The way artificial intelligence (AI) systems present information is becoming a major point of contention, and a former Meta executive is sounding the alarm. Campbell Brown, who previously led Meta's news partnerships, points to a growing disconnect. She notes that the conversation among AI developers in Silicon Valley is vastly different from what consumers are discussing and expecting when they interact with AI, particularly large language models (LLMs), the technology behind tools like ChatGPT.

This divergence isn't just an academic debate. It impacts how people understand news, make decisions, and trust the information they receive from AI. When an LLM summarizes a topic, answers a question, or even generates creative content, who decides what facts are prioritized, what tone is used, or what perspectives are included? These are the kinds of editorial decisions humans have traditionally made, and now AI is making them at scale, often without clear human oversight or public understanding of the underlying choices.
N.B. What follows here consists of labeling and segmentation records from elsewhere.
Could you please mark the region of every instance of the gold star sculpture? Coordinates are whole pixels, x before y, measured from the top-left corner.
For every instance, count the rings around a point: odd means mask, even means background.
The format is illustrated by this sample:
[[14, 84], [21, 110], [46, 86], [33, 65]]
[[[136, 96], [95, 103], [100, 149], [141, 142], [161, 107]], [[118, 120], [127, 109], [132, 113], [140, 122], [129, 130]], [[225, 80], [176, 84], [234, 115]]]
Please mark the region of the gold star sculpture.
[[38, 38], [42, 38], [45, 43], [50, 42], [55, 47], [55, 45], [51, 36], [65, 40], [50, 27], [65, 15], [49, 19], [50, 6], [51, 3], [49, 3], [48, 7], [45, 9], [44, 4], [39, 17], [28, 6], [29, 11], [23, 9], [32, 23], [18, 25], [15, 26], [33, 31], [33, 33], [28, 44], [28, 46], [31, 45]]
Brown's experience at Meta, where she navigated complex issues around news distribution, misinformation, and content moderation, gives her a unique perspective. She understands the challenges of managing information at a global scale and the public's often-skeptical view of tech companies as information gatekeepers. Her concern suggests that the public may assume AI is an impartial oracle, while AI developers might see their systems as mere tools, reflecting the data they were trained on, biases and all.

The core issue revolves around trust and transparency. If AI systems are to become reliable sources of information, there needs to be a clearer understanding of how they are trained, how they process queries, and what ethical frameworks guide their output. Without this, the gap Brown identifies could widen, leading to widespread distrust in AI-generated content, regardless of its accuracy or utility.

What to watch next: Policymakers and AI developers will need to bridge this gap. Expect more discussions around AI ethics, explainable AI, and perhaps even new regulatory frameworks designed to ensure transparency and accountability in how AI systems present information to the public. The goal will be to align the technological capabilities with societal expectations.